Conforme a la doctrina de esta Primera Sala, a fin de determinar la capacidad de los menores para tomar decisiones sobre el ejercicio de sus derechos, es fundamental que los juzgadores realicen una ponderación entre la evaluación de las características propias del menor (edad, nivel de maduración, medio social y cultural, etc.) y las particularidades de la decisión (tipo de derechos que implica, los riesgos que asumirá el menor en el corto y largo plazo, entre otras cuestiones).

En los tratamientos médicos por ejemplo, algunos países permiten que los mayores de 12 años tomen decisiones por ellos mismos, y en algunos casos se ha discutido si pueden tomar decisiones sobre su vida al negarse a realizar transfusiones sanguíneas debido a sus creencias religiosas.78

Con todo, esta Primera Sala considera que de acuerdo con el interés superior del niño, el menor de edad podrá decidir qué tratamientos o intervenciones médicas recibir, siempre y cuando ello no afecte derechos de mayor entidad que su propia autonomía, en tanto la misma aún se encuentra en formación. Así, en caso de que la decisión del menor pueda poner en riesgo su salud, o incluso su vida, deberá optarse por aquella alternativa que procure en un mayor grado su recuperación.

***


De acuerdo con lo anterior, hasta este punto es claro que los padres tienen un amplio espectro de decisiones que pueden tomar libres de cualquier interferencia externa en su familia y sobre sus hijos. No obstante este margen de autonomía no es absoluto.

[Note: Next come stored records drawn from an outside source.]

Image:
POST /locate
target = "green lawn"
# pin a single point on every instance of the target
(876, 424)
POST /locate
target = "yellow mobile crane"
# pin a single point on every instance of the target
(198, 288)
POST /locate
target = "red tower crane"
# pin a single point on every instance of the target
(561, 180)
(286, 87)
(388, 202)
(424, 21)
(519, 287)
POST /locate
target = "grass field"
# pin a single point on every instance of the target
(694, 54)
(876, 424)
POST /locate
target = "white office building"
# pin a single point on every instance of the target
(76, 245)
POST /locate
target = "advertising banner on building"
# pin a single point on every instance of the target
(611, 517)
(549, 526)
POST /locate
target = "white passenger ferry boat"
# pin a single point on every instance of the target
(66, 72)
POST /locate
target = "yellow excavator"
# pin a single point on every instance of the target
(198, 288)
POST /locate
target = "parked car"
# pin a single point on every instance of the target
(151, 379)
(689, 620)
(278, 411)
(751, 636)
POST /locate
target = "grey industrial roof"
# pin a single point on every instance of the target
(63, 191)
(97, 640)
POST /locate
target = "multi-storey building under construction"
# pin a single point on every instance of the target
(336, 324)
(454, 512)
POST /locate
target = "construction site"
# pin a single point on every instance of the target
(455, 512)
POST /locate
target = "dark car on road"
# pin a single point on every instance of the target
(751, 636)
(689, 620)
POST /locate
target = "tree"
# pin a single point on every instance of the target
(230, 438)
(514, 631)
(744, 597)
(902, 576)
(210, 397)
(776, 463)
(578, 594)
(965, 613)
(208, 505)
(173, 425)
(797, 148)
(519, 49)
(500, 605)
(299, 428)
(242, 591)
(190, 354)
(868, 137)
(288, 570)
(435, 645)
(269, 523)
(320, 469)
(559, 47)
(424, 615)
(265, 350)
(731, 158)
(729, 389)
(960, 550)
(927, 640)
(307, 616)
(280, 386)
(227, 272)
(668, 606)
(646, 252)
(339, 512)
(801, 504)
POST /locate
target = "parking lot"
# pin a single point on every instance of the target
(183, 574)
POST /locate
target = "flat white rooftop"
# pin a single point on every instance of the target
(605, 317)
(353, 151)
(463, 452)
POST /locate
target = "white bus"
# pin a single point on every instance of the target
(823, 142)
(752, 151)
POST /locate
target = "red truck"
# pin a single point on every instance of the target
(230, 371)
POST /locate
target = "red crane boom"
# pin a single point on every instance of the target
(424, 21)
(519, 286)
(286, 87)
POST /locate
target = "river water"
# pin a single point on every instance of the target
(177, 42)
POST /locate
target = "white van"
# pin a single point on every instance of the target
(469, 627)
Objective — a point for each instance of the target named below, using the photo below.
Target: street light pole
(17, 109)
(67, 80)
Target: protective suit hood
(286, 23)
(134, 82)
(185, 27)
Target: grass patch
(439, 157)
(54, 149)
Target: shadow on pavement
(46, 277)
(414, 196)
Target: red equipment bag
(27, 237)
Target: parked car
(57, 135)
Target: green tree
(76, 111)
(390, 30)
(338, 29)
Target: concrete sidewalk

En el caso particular, la Subprocuraduría de Chihuahua alegó que la interferencia estatal que efectuó está justificada en aras de tutelar los intereses de la menor; específicamente con la finalidad de que [Clara] reciba el tratamiento médico indicado para una condición de salud muy delicada. En esa medida, se pone de relieve el interés constitucional en brindar la máxima protección al bienestar de los niños.